Beyond that, however, the work becomes trickier to label – a hybrid of painting, photography and film techniques by which Saunders paints images in reversed colors onto linen, then runs light through the fabric to create photographic images on paper. Those images are then exhibited in complex installations along with hand-drawn, highly abstract animations projected onto floors, walls and screens.

“My work isn’t based on being an amazing painter or being super facile with a pencil or having a great control of a camera. It’s more like taking these things and sort of …” he said, and then stopped short with a grin, contorting his hands as if shaping a piece of clay.
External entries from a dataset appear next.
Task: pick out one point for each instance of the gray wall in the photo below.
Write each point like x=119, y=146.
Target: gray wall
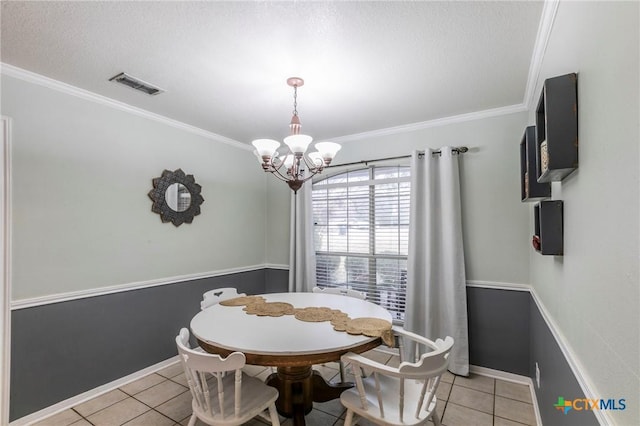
x=498, y=329
x=591, y=293
x=63, y=349
x=556, y=377
x=93, y=341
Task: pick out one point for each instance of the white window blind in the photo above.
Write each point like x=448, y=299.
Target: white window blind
x=361, y=231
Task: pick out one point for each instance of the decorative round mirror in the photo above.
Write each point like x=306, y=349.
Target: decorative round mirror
x=176, y=197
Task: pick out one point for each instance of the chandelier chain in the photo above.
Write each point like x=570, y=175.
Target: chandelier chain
x=295, y=99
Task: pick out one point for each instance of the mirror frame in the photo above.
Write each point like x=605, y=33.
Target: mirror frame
x=160, y=206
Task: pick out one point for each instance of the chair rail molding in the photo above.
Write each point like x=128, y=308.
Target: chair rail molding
x=5, y=269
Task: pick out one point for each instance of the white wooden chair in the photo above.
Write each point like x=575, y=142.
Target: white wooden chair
x=344, y=292
x=217, y=295
x=226, y=399
x=405, y=395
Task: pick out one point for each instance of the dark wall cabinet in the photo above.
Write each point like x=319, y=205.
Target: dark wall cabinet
x=548, y=228
x=530, y=188
x=557, y=128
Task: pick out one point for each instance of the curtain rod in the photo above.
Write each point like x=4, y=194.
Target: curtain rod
x=457, y=150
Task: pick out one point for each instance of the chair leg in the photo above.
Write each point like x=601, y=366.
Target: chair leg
x=348, y=420
x=273, y=414
x=192, y=420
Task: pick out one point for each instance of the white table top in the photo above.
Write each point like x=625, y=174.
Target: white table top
x=232, y=328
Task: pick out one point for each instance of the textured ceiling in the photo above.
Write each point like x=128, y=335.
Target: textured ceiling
x=367, y=65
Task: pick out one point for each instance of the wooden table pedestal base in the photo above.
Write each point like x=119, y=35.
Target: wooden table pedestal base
x=299, y=387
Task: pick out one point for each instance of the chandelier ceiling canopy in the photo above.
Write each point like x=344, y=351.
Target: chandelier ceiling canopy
x=291, y=162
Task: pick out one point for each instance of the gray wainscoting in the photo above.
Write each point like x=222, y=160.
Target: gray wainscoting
x=63, y=349
x=556, y=377
x=499, y=329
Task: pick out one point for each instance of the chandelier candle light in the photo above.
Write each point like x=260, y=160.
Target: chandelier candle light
x=291, y=166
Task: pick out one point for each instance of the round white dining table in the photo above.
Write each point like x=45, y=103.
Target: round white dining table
x=291, y=345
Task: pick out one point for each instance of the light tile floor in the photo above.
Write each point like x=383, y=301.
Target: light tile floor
x=163, y=398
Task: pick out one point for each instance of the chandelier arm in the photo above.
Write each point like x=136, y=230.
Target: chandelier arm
x=309, y=177
x=279, y=175
x=311, y=167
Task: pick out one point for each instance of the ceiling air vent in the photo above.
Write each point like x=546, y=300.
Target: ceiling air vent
x=136, y=83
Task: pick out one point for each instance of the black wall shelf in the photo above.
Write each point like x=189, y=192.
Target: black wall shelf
x=557, y=128
x=530, y=188
x=548, y=227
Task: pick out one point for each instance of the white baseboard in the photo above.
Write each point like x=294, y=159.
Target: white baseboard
x=514, y=378
x=83, y=397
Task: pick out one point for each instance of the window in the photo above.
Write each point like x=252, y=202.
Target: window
x=361, y=232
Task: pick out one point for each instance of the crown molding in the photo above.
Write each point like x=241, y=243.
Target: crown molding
x=549, y=12
x=31, y=77
x=405, y=128
x=59, y=407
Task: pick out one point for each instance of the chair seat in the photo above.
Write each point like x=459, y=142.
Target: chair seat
x=390, y=388
x=254, y=400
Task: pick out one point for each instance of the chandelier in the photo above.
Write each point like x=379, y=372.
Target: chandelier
x=295, y=165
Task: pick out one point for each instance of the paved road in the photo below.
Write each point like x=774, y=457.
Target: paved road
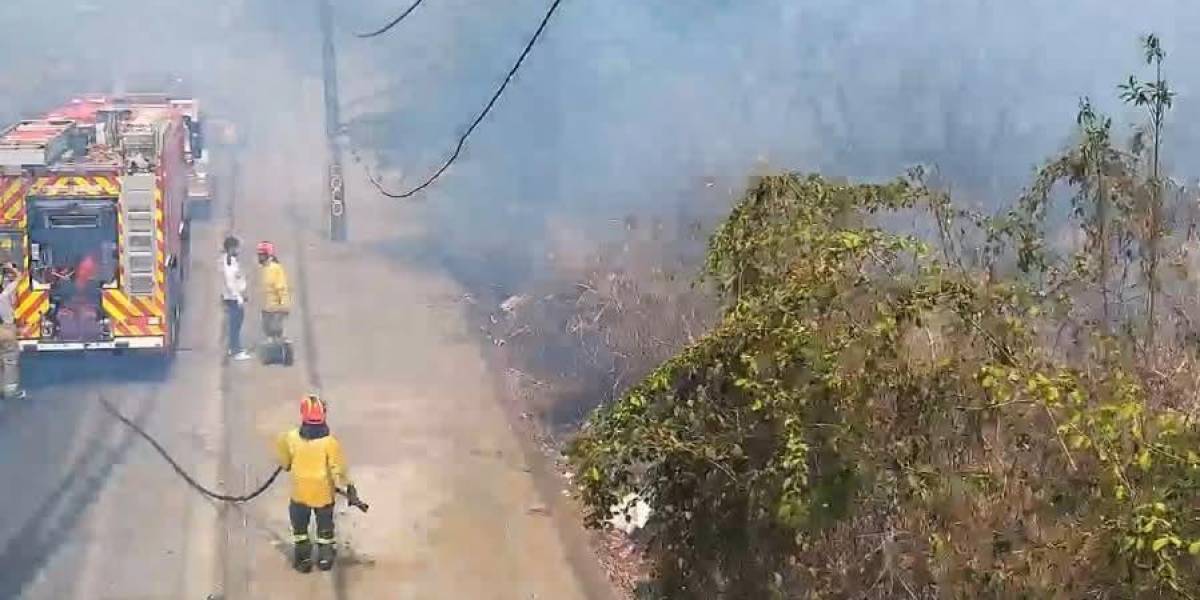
x=461, y=505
“I guess I’m inventing. I try to put things together.”

He’s been inventing successfully for decades now. His earliest work included ink drawings and oil paintings on mylar, and later a series of “silver paintings” using silver ink and oils. It was 2008 that he began exploring the combination of painting and photography that continues today, and that work has been exhibited all over the world, including Liverpool, Shanghai, London, Paris, Tokyo, Berlin, Copenhagen, Geneva, Munich, New Zealand, Vancouver, Istanbul, Prague, the UAE and in myriad public collections around the United States.

And that work has been sustained, in large measure, by the generous prize from the Rappaport Foundation.

Prior to the award, he was a Harvard professor with an art studio, by necessity, six time zones away in Germany, while Boston-area color photo labs were becoming scarcer all the time. Creating his art was, simply, less than convenient.

And now, his studio is a short bicycle ride away.

“Every penny of the prize money went into buying and transporting and refurbishing this machine,” he said. “Before, I would have to go to Berlin to do that work, and now it can all be done right here.

“The Rappaport Prize, with that kind of support, always makes a difference in someone’s work, and it has in mine. I feel very grateful and lucky to be a part of it.”